Despite handshakes, disagreement over Syria lingers
Washington - Following angry exchanges with its Western allies, Turkey signalled an eagerness to repair ties with Russia but the continuing clash of interests over Syria is likely to slow moves towards a closer alliance between Ankara and Moscow.
After a, August 9th meeting with Turkish President Recep Tayyip Erdogan in St Petersburg, Russian President Vladimir Putin said he wanted to heal ties with Turkey. Nine months ago, relations plunged into crisis when a Turkish fighter jet downed a Russian warplane along the Syrian border.
Russian economic sanctions against Turkey will be lifted and Putin said both countries were determined to find a solution in Syria, where the leaders support opposing sides.
Erdogan said both sides were “extremely determined” to work for a full restoration of ties, including an increase in bilateral trade from $30 billion annually to $100 billion. The two leaders agreed to pursue the Turkish Stream pipeline project, which would deliver Russian natural gas to Europe. Turkey and Russia also agreed to create a joint investment fund and to cooperate in defence matters.

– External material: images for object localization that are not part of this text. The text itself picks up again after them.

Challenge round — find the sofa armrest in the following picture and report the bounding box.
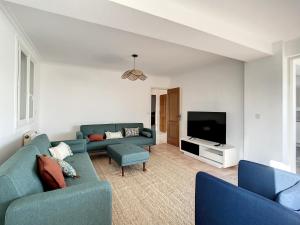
[238,160,300,200]
[195,172,300,225]
[51,139,87,153]
[76,131,84,139]
[143,128,156,145]
[5,181,112,225]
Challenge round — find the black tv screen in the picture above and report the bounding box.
[187,111,226,144]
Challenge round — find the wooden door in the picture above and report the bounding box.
[160,94,167,132]
[167,87,180,146]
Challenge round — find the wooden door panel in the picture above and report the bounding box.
[167,87,180,146]
[160,94,167,132]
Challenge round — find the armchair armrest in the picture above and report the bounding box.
[76,131,83,139]
[143,128,156,145]
[51,139,87,153]
[195,172,300,225]
[5,181,112,225]
[238,160,300,200]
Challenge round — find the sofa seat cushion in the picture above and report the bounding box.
[120,136,153,146]
[64,153,99,186]
[276,181,300,211]
[86,136,153,151]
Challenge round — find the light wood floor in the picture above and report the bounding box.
[91,144,237,225]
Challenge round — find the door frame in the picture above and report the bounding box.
[287,56,300,172]
[150,87,169,144]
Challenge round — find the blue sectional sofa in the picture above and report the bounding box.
[195,160,300,225]
[0,134,112,225]
[76,123,156,152]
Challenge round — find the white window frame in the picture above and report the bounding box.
[16,41,36,127]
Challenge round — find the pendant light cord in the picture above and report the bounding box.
[134,57,135,69]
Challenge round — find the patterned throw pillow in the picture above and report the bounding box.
[49,142,73,160]
[54,158,79,178]
[124,128,139,137]
[105,131,123,139]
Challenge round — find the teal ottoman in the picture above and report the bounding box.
[107,143,150,176]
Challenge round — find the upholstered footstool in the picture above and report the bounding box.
[107,143,150,176]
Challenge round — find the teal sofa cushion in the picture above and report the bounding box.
[86,136,153,151]
[81,124,116,137]
[29,134,51,155]
[0,145,44,225]
[107,143,149,166]
[64,153,99,186]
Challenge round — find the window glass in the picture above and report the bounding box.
[29,61,34,118]
[19,51,27,120]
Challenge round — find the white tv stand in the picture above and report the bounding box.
[180,138,238,168]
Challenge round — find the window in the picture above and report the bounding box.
[17,44,35,126]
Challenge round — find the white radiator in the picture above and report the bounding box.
[23,130,39,146]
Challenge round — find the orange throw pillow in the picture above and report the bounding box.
[37,155,66,190]
[88,134,104,142]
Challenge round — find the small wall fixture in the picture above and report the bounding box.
[121,54,147,81]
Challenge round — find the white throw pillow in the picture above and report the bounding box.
[49,142,73,160]
[105,131,123,139]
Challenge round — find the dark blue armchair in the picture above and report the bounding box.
[195,160,300,225]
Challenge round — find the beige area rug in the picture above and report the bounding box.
[91,144,237,225]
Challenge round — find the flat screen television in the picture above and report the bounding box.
[187,111,226,144]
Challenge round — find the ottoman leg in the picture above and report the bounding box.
[143,162,146,171]
[148,146,151,152]
[109,157,111,164]
[122,166,124,176]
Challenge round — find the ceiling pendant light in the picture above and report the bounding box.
[121,54,147,81]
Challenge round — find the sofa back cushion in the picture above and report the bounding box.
[0,145,44,224]
[81,124,116,137]
[116,123,144,136]
[29,134,51,155]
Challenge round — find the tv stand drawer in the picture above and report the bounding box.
[181,140,199,156]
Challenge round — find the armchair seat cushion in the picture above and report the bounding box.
[276,181,300,211]
[64,153,99,186]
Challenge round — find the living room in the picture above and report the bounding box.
[1,1,300,225]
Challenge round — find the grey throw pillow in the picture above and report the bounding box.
[141,131,152,138]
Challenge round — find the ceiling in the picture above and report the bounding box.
[3,0,300,76]
[4,2,226,76]
[169,0,300,43]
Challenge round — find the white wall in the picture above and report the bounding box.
[39,63,170,140]
[244,43,284,166]
[0,5,39,164]
[170,59,244,158]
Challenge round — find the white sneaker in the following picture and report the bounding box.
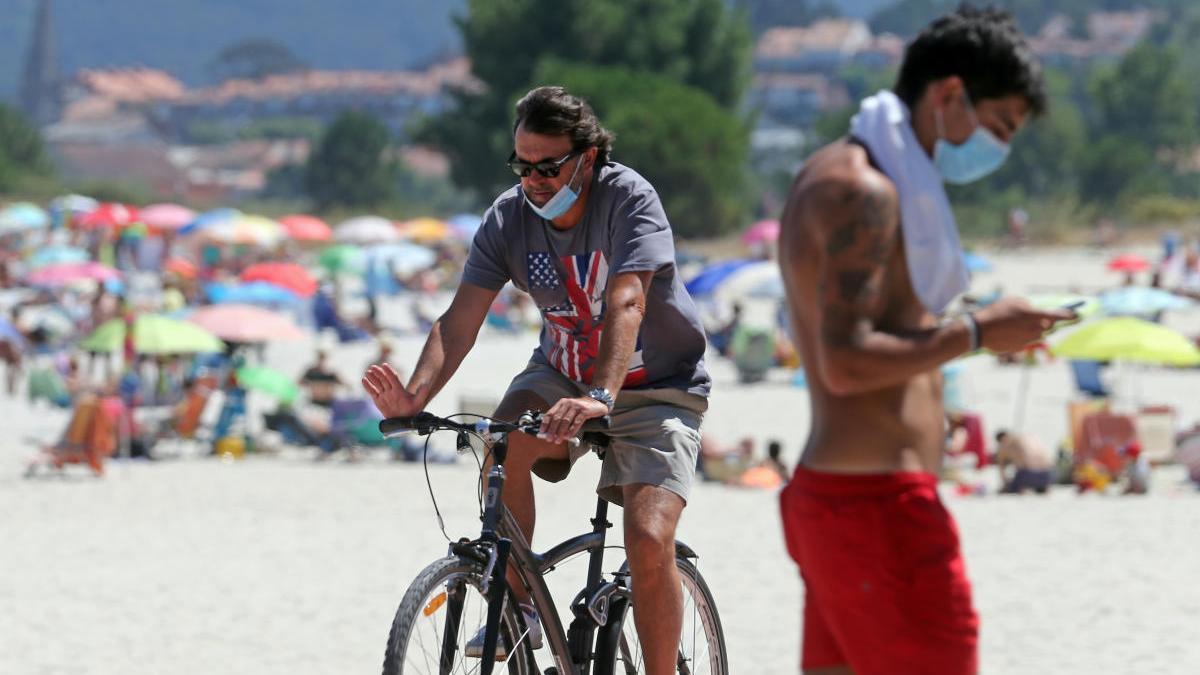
[464,603,543,659]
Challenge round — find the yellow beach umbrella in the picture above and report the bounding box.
[399,217,450,244]
[1052,317,1200,366]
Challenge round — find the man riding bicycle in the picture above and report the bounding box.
[363,86,711,675]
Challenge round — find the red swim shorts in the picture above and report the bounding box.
[779,467,979,674]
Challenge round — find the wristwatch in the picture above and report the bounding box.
[587,387,615,412]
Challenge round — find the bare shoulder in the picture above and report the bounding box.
[783,140,898,244]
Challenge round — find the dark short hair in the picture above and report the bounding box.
[894,4,1046,116]
[514,86,615,164]
[995,430,1009,443]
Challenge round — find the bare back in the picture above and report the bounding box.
[780,139,946,473]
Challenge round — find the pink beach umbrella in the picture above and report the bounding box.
[140,203,197,231]
[741,219,780,246]
[279,214,333,242]
[239,262,318,297]
[187,304,305,343]
[27,262,121,286]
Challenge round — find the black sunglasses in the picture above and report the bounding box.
[507,150,579,178]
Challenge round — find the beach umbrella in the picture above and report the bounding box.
[235,365,299,403]
[48,194,99,217]
[82,315,224,354]
[963,251,993,273]
[79,202,139,230]
[399,217,451,244]
[163,257,198,279]
[741,219,780,246]
[279,214,332,242]
[448,213,483,238]
[140,203,197,231]
[200,214,284,247]
[187,304,305,342]
[27,262,120,287]
[240,262,317,297]
[205,281,300,306]
[335,215,399,244]
[179,208,240,235]
[1099,287,1191,317]
[712,261,780,301]
[1027,293,1101,319]
[26,245,89,269]
[318,244,366,275]
[685,259,759,297]
[366,242,437,277]
[746,275,785,299]
[1106,253,1149,273]
[0,317,26,346]
[0,202,50,233]
[1052,317,1200,366]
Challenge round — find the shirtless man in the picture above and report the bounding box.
[778,8,1074,674]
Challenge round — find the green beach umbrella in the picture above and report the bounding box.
[81,315,224,354]
[1052,316,1200,366]
[235,366,300,403]
[318,244,365,275]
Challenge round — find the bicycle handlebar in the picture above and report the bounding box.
[378,410,611,440]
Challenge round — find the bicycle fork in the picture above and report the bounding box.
[479,437,511,675]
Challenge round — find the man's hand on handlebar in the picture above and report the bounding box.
[362,363,425,418]
[539,396,609,445]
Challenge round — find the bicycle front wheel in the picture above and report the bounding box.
[594,556,728,675]
[382,555,534,675]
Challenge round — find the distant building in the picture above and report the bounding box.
[755,19,877,73]
[1030,10,1158,66]
[18,0,62,127]
[749,73,850,129]
[155,58,480,142]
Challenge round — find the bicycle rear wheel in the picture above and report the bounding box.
[594,556,728,675]
[382,555,534,675]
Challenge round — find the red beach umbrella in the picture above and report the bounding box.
[239,262,317,297]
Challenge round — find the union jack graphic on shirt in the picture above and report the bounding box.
[527,250,647,387]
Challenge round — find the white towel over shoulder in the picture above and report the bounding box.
[848,90,969,314]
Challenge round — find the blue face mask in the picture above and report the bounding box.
[523,154,585,221]
[933,95,1010,185]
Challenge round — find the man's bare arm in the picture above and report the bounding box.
[591,270,654,394]
[406,282,499,406]
[808,175,971,396]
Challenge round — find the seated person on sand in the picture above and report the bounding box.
[300,349,345,409]
[995,429,1054,494]
[698,434,754,483]
[735,440,790,489]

All of this sparks concerns in Europe and the United States that Turkey, an EU aspirant and the only predominantly Muslim NATO member, could move from its Western moorings. Ahead of his meeting with Putin, Erdogan bitterly complained about what Turkey sees as the West’s failure to support his regime following the unsuccessful coup attempt in July.
The pro-government media in Turkey suggested that Europeans and Americans want to weaken Turkey and that it is time for Ankara to look for support elsewhere.
“There are no more common values left between Turkey and the EU,” wrote Ibrahim Karagul, editor of the pro-Erdogan Yeni Safak newspaper. The newspaper Daily Sabah said in an editorial that “it is natural to doubt the reliability of allies and alliances that fail to stand by Turkey in its hour of need”.
Soner Cagaptay, a Turkey analyst at the Washington Institute for Near East Policy, said Russia is using the mood in Turkey to its advantage. “Russia sees this as a major strategic opportunity,” Cagaptay told CNN. He said Putin’s aim was to “bring Turkey into Russia’s fold”.
Putin was the first major world leader to meet Erdogan since the coup attempt and, unlike the European Union and the United States, Russia has not criticised the Turkish leader over his crackdown following the coup. After meeting Erdogan, Putin said Russia was “against all types of coup attempts”.
By reconciling with Putin, Erdogan may be warning the West. Ankara is “flirting [with Russia] to make [the] West nervous”, Howard Eissenstat, a Turkey specialist at St Lawrence University in New York, wrote on Twitter. Moscow’s Pravda newspaper said a Turkish- Russian alliance was the “EU’s nightmare”.
Turkish officials stressed that a normalisation in trade and tourism did not mean that Ankara was abandoning its Western partners. “Our relations with Russia are not an alternative to other relations,” Deputy Prime Minister Mehmet Simsek told the Hurriyet Daily News. “We have multi-dimensional relationships. We are a member of NATO. We are an EU accession candidate.”
Ultimately, the conflict in Syria will determine how far the Russo- Turkish thaw can go, observers said. Beyond expressing a will to work together in Syria, the St Petersburg meeting did not produce specific policy proposals beyond an announcement to improve communication.
Following the warplane incident, Ankara accused Russia of bombing Syrian rebel positions to help Syrian President Bashar Assad and Moscow accused Ankara of supporting radical Islamic groups in Syria. Now Erdogan says it is time to work with Russia. “I think we have to solve this thing by Russia and Turkey taking steps together,” he told Turkish state broadcaster TRT.
After the visit, Turkey sent diplomats, military officials and intelligence representatives to Moscow to explore Syria options with their Russian counterparts.
Members of Erdogan’s government concede it will be difficult to find common ground over Syria. Foreign Minister Mevlut Cavusoglu said after the St Petersburg visit that Turkey and Russia had “different thoughts” about how a Syrian ceasefire could be secured and noted that Turkey was not happy with Russian warplanes targeting “the moderate opposition”.